Filière automobile francilienne : l’électrification progresse et l’emploi industriel recule

La filière automobile francilienne, confrontée à la transition vers les véhicules électriques et hybrides, demeure la première région employeuse du secteur en France. Selon une étude de l’Insee publiée le 25 juin, elle regroupe 770 établissements, 64 000 salariés dédiés à l’automobile et génère 9 milliards d’euros de valeur ajoutée, soit 1 % du PIB régional.

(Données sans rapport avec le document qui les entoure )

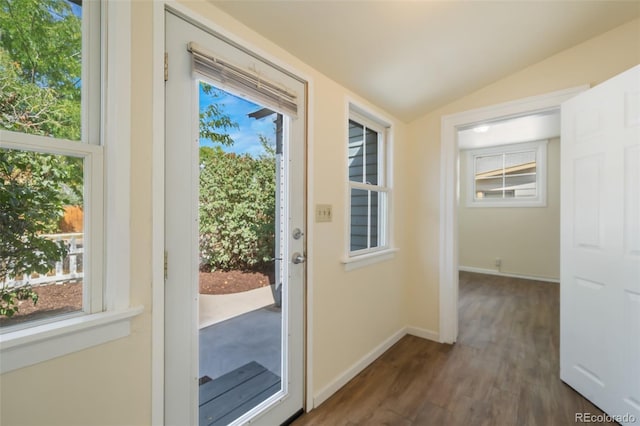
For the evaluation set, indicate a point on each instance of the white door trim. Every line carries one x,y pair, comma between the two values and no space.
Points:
157,223
158,201
449,194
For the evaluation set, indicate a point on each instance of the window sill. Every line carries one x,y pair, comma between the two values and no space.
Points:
363,260
32,345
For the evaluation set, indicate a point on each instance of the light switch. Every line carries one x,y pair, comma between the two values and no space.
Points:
324,213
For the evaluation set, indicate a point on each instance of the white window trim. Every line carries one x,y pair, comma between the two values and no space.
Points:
540,200
40,343
365,257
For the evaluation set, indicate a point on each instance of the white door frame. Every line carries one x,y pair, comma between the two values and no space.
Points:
158,202
449,193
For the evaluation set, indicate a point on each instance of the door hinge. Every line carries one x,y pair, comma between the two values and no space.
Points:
166,66
166,265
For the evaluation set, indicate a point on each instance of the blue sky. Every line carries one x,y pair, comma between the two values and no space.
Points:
246,137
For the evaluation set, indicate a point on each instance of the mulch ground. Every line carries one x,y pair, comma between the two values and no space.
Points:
56,299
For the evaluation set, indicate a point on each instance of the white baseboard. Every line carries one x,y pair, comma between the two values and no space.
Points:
424,333
506,274
356,368
363,363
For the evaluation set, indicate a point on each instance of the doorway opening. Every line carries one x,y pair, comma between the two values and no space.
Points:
240,241
234,205
449,196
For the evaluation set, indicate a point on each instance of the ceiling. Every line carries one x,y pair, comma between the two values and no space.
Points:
410,57
544,125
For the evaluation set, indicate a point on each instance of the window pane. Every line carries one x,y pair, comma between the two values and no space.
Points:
489,165
373,223
41,67
359,219
371,176
508,175
356,152
365,219
41,235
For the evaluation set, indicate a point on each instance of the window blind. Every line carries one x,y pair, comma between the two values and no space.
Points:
264,92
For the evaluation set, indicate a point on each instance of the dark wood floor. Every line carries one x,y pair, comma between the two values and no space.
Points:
502,371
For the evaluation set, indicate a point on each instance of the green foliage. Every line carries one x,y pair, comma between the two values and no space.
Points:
40,68
40,77
237,210
32,196
214,123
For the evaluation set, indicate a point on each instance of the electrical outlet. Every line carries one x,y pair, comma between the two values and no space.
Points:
324,213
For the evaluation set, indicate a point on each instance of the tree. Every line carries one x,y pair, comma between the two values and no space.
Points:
214,122
40,77
237,209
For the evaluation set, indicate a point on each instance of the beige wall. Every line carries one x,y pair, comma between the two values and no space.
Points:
591,62
526,239
353,312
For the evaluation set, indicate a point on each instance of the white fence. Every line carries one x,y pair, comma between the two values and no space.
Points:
68,269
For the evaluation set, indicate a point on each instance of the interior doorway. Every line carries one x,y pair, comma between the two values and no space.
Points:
449,196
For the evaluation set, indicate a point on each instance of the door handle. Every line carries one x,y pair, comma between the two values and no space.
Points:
297,258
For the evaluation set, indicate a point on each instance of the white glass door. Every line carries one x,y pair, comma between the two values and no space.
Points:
234,211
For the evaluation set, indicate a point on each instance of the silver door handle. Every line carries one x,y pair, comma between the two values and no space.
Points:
297,258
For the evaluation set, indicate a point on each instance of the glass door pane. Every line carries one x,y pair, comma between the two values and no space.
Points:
241,252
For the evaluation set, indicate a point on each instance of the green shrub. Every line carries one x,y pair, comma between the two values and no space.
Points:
237,210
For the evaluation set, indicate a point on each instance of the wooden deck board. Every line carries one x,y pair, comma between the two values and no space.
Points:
228,397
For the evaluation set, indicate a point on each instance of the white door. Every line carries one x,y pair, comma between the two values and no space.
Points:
600,246
182,234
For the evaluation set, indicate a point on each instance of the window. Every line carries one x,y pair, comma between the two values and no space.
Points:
507,176
368,190
53,204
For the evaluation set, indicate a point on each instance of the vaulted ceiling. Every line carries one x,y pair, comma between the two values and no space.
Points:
410,57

La filière automobile est engagée dans « une transformation technologique majeure liée à la fin programmée de la vente de modèles thermiques », selon la nouvelle étude de l’Insee parue le 25 juin. En 2023, l’Île-de-France compait 770 établissements liés à l’automobile, employant 64 000 salariés dédiés à cette activité. La région concentre ainsi 19 % des emplois de la filière automobile française et se place devant l’Auvergne-Rhône-Alpes. La filière génère 9 milliards d’euros de valeur ajoutée, soit 29 % de la richesse créée par le secteur au niveau national. Cette activité représente 1 % du produit intérieur brut (PIB) francilien.

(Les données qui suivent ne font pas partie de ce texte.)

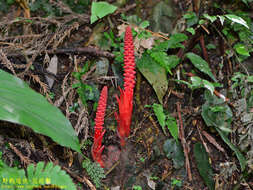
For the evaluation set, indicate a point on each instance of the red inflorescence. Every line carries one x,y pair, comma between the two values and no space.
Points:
129,61
126,96
97,147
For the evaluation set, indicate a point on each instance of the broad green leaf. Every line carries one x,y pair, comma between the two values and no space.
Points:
173,61
101,9
239,155
158,110
203,165
237,19
176,39
214,115
201,64
211,18
171,123
155,74
20,104
241,49
174,151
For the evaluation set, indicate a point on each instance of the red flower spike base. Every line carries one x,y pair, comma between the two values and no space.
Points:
125,100
97,147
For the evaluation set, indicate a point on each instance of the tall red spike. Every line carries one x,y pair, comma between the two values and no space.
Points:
97,147
125,100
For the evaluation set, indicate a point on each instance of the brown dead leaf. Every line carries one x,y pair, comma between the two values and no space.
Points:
213,141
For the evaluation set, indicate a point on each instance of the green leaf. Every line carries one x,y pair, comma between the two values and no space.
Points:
95,172
167,62
171,123
20,104
241,49
201,83
191,30
203,165
211,18
191,18
239,155
237,19
101,9
155,74
176,39
222,18
44,174
174,151
212,113
144,24
158,110
201,64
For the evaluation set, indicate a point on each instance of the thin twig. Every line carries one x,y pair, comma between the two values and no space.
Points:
183,142
82,179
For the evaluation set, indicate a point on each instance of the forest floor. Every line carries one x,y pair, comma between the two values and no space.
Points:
68,60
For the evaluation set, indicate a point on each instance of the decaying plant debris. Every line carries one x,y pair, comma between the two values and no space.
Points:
30,43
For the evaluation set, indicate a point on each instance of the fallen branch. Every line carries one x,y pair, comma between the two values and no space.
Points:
78,50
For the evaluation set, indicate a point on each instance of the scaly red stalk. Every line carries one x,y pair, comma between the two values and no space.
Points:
97,147
125,100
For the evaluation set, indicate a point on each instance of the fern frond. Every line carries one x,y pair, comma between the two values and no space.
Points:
49,174
41,175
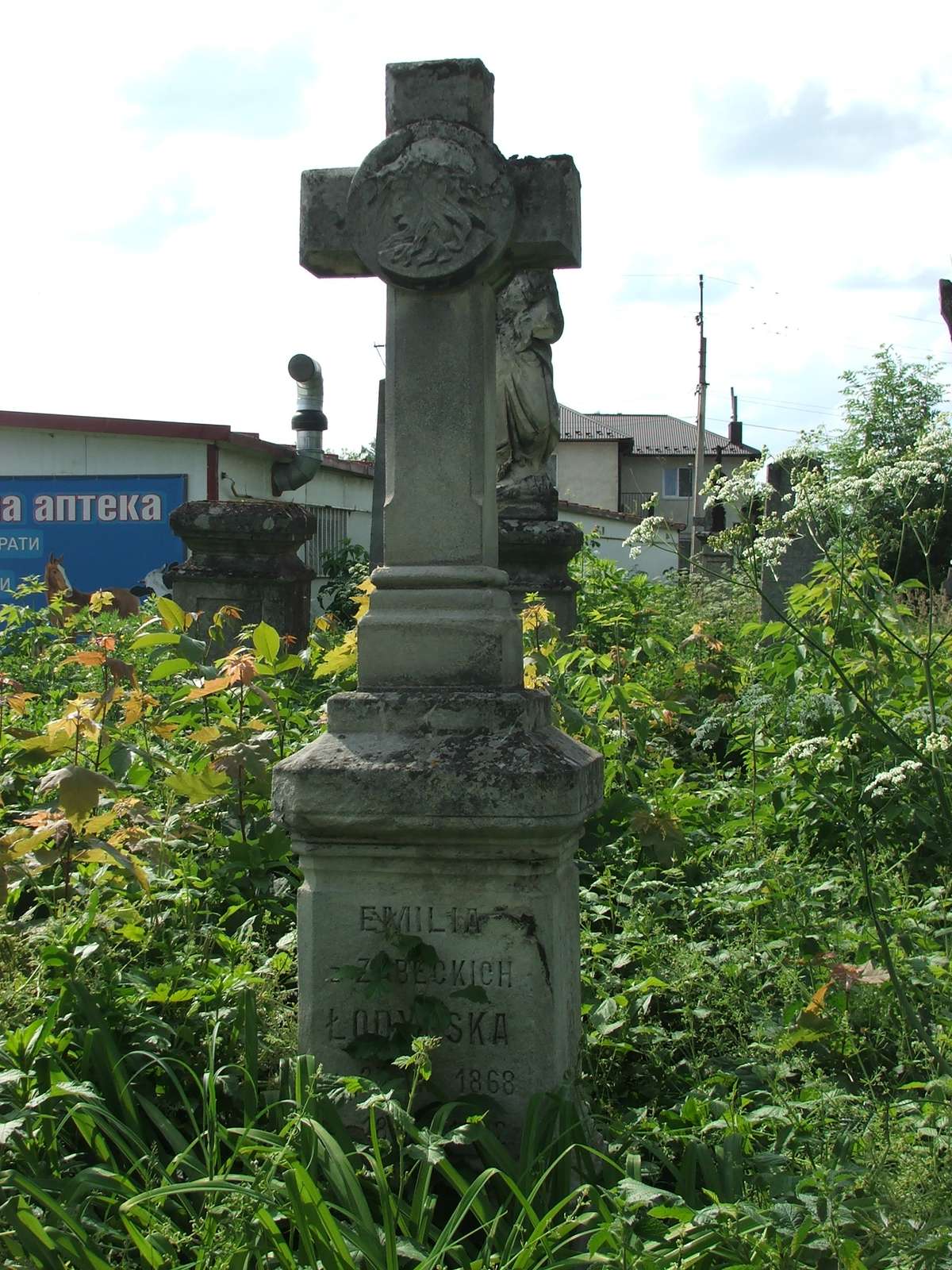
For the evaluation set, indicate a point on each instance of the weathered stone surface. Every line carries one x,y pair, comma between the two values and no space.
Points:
528,321
432,206
451,817
440,803
797,562
535,548
244,552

Assemblage de voiture à l’usine Renault de Flins. © Jean-Brice Lemal/Planimonteur

Cette puissance économique repose largement sur les grands groupes. « Les grands constructeurs tels que Renault ou Stellantis emploient 27 130 salariés dédiés, soit 35 % des salariés de la filière régionale », rappelle l’Insee. À eux seuls, ils génèrent plus de la moitié de la valeur ajoutée du secteur. La filière francilienne se distingue également de la moyenne nationale par le poids de ses activités tertiaires. L’Insee observe qu’elle présente « une forte concentration de fonctions stratégiques liées à la présence de sièges sociaux et d’activités tertiaires telles que la recherche et développement ou l’ingénierie ». Les activités industrielles représentent 61 % des emplois dédiés à l’automobile en Île-de-France, contre 81 % à l’échelle nationale. La construction de véhicules automobiles demeure néanmoins le premier secteur de la filière, avec 26 190 salariés et 4,7 milliards d’euros de valeur ajoutée.

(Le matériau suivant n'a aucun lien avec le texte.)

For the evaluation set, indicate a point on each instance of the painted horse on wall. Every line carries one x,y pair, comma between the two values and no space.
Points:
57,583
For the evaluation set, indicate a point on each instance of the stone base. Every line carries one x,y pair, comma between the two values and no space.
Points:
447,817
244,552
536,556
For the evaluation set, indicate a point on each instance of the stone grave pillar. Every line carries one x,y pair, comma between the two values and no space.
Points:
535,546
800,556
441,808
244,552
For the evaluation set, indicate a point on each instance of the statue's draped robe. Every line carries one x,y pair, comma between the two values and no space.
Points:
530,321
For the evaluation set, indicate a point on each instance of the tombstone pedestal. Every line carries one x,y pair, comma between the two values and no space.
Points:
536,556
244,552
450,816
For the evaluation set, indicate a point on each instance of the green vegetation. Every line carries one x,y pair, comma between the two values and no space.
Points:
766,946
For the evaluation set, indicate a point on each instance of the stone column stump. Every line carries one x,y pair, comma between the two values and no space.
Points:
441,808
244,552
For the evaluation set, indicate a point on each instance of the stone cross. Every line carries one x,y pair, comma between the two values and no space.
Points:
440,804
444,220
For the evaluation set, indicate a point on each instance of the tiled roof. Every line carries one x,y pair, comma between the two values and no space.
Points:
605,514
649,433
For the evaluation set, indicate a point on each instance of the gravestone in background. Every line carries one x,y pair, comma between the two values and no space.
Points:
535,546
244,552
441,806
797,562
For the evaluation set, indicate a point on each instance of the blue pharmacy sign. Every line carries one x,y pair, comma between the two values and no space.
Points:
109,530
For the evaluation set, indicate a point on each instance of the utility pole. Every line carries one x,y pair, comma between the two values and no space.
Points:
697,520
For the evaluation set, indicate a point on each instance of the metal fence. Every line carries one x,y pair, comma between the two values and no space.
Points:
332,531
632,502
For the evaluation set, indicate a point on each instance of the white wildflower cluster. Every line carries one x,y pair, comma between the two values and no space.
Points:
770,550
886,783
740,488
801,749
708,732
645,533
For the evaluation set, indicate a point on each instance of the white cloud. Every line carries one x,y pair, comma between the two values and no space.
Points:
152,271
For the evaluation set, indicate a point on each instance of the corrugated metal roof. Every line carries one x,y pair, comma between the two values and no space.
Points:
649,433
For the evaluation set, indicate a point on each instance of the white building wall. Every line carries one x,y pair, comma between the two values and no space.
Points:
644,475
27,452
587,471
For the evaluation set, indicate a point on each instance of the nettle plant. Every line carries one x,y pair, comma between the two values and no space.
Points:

Les métiers de l’ingénierie et des études techniques occupent également une place importante, avec 10 180 salariés dédiés à l’automobile, tandis que les activités informatiques en regroupent 3 420. Selon l’Insee, ces fonctions sont portées par « la digitalisation, l’intégration croissante de logiciels embarqués, le développement des aides à la conduite et fonctions autonomes ainsi que la transformation énergétique et écologique de la filière ». Les Yvelines concentrent à elles seules 30 300 salariés dédiés à l’automobile, soit près de la moitié des effectifs régionaux. Le secteur y représente 5,7 % de l’emploi salarié local, contre 1 % à l’échelle de l’Île-de-France.

Effectifs salariés dédiés à l’automobile par grand secteur dans les
départements franciliens et part dans l’emploi salarié départemental. © IGN-Insee 2026

Électrification, diversification et recul de l’emploi industriel

La transition vers les véhicules électriques et hybrides transforme l’organisation du secteur. L’étude indique que « la moitié des établissements de la région dépendent d’entreprises engagées dans une stratégie de diversification ». Cette évolution concerne aussi bien les activités industrielles que tertiaires.Par ailleurs, 34 % des établissements franciliens dépendent d’entreprises impliquées dans la conception ou la production de véhicules hybrides ou électriques, une proportion supérieure à la moyenne nationale (29 %). Cette part atteint 57 % dans la construction automobile et 52 % dans l’ingénierie et les études techniques. L’Insee relève également une forte dépendance aux relations de sous-traitance. En Île-de-France, 35 % des établissements dépendent d’entreprises donneuses d’ordre, contre 29 % au niveau national. 

Cette transformation s’accompagne d’une baisse durable de l’emploi industriel. Entre 2010 et 2023, « l’emploi salarié a fortement reculé entre 2010 et 2023 ». La diminution atteint 41 % en Île-de-France, contre 33 % à l’échelle nationale. Les Hauts-de-Seine et la Seine-Saint-Denis ont perdu les deux tiers de leurs emplois manufacturiers liés à l’automobile, tandis que les Yvelines enregistrent un recul plus limité de 22 %. Pour l’Insee, la filière automobile francilienne reste ainsi un acteur économique majeur, mais son évolution repose désormais sur l’électrification des véhicules, la montée en puissance des activités d’ingénierie et de recherche, ainsi que sur la diversification des entreprises vers de nouveaux marchés.